Patients experiencing heart failure are often hospitalised for an extended amount of time after the initial episode. Routine blood samples are taken from patients to record a variety of health statistics [4]. Nonhaematological information can be gathered, such as age, gender, and smoking history. Once the data has been analysed, it will be difficult to determine if the patient’s health is stable or worsening. The goal of ML algorithms is to learn about the environment and predict future events based on the data provided by users. People with this trait are adaptable, and they can use their past experiences to inform their present-day judgments. Multiple sclerosis is just one of many diseases for which these algorithm models are used in the diagnostic process. The major purpose of this study is to develop a method for estimating the likelihood of a patient dying from heart failure. Multiple machine learning (ML) models, such as logistic regression, support vector machine (SVM), random forest, and naïve Bayes, are used in today’s data analysis [5, 6].

Atherosclerosis is the leading cause of cardiac arrest. It goes by a number of names, including hypertension and cardiovascular illness. Nearly 26 million people around the world suffer from cardiovascular disease [7]. This asymmetry makes it hard for the analyst to make accurate predictions about the outcome and the likelihood of survival [6]. Survival rates are also affected by a variety of sociodemographic characteristics, including gender, smoking status, the presence of chronic health conditions, and high blood pressure. Because survival rates for people with heart disease are so variable, it is hard to make accurate prognostic predictions for them [8].

If researchers do not find solutions to the problems we have outlined, we should expect to see this ratio climb in the next years. A healthy lifestyle and a strict diet are not the only things that need to be done to save lives. Patients with heart failure who are diagnosed using their medical records have had their prognoses improved with the application of machine learning techniques.

The goals of this study are as follows: (a)To collect patient-specific medical and demographic data, including but not limited to age, gender, smoking status, blood pressure, body mass index (BMI), and anaemia(b)Outliers on the datasets have been addressed as part of the data cleaning and preparation procedure(c)Linear, ensemble, and boosting-based machine learning algorithms are utilised to diagnose cardiac illness in its earliest stages(d)To compare the proposed approach to other machine learning methods like linear modes and ensemble model learning

Heart failure is an area where machine learning models and analysis [9, 10] can be found. Heart failure occurs when the heart becomes too weak to adequately pump blood throughout the body. For many people, this is their ultimate fate. About 2% of people in affluent countries suffer from heart failure, and that number rises to 6%-10% among those aged 65 and up [6].

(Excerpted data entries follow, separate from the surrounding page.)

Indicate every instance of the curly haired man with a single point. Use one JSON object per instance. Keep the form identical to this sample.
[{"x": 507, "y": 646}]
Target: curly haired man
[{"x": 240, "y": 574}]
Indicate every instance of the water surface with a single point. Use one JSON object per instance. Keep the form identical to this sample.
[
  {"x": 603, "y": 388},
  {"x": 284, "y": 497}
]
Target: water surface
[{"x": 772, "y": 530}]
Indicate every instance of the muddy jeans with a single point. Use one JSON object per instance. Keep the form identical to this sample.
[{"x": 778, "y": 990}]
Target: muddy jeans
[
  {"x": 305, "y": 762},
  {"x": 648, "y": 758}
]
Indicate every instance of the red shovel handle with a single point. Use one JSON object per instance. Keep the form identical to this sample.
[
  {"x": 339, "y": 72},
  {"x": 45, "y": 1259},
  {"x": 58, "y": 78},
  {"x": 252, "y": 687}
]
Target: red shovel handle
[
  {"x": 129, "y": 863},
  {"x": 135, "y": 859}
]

Patients in intensive care unit cohorts who could benefit from closer observation, more aggressive therapy, or hospice care could be identified with the help of a death prediction model that better reflects reality. Predictions of mortality due to heart failure can be made using a variety of risk models [11].

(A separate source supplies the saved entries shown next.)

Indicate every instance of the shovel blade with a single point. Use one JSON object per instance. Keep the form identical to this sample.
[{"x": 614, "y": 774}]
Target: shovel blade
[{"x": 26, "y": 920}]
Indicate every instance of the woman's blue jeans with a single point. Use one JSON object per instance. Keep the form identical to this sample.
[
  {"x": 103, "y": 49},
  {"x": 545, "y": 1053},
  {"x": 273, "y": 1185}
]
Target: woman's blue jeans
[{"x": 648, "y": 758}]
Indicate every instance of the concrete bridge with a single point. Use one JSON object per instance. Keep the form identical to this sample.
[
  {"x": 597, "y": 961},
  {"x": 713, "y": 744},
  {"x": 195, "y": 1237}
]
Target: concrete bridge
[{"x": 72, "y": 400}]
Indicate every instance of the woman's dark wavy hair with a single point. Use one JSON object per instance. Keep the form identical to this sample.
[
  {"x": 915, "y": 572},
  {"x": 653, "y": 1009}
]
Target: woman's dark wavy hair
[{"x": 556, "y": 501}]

Standard clinical risk factors, such as hypertension and diabetes, are used for most applications. High-risk areas for deaths due to cardiovascular disease have also been the subject of research in Brazil. Moreover, half of the people analysed in this study had multiple difficult-to-treat diseases that increased their risk of dying. Insufficient studies have been conducted on this topic [12]. When lab results are evaluated more realistically, it can be more challenging to establish a baseline for normalcy. Using reliable survival models is crucial for estimating risk [13]. Such predictors are ignored by models using conventional proportional risks, such as the Cox proportional hazard model.

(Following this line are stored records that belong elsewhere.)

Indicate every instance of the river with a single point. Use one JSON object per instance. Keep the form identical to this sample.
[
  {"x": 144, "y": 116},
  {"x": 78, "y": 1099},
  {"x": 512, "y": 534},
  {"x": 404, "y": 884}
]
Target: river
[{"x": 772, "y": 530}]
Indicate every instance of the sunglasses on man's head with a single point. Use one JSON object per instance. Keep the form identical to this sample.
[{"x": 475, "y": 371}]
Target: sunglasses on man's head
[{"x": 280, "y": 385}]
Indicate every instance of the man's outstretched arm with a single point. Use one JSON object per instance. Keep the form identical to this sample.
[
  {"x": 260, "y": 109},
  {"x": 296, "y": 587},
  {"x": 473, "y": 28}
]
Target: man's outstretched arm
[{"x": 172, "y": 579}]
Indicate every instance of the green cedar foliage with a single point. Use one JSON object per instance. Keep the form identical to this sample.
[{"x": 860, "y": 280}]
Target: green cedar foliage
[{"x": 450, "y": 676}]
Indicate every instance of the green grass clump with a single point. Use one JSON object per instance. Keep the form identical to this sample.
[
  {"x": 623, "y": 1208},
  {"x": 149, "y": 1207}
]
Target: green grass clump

Using computational methods to automatically establish relationships between components and big data response values, conventional proportional risk models can improve their capacity to uncover meaningful predictors [1]. Many machine learning techniques, such as the Bayesian network, decision trees, and association rules [14], have found use in the medical field. Nonparametric survival woodlands are a viable alternative to parametric and semiparametric models due to their independence from a time axis in characterising interactions [15]. When combined, survival trees and the ensemble approach produce better predictions.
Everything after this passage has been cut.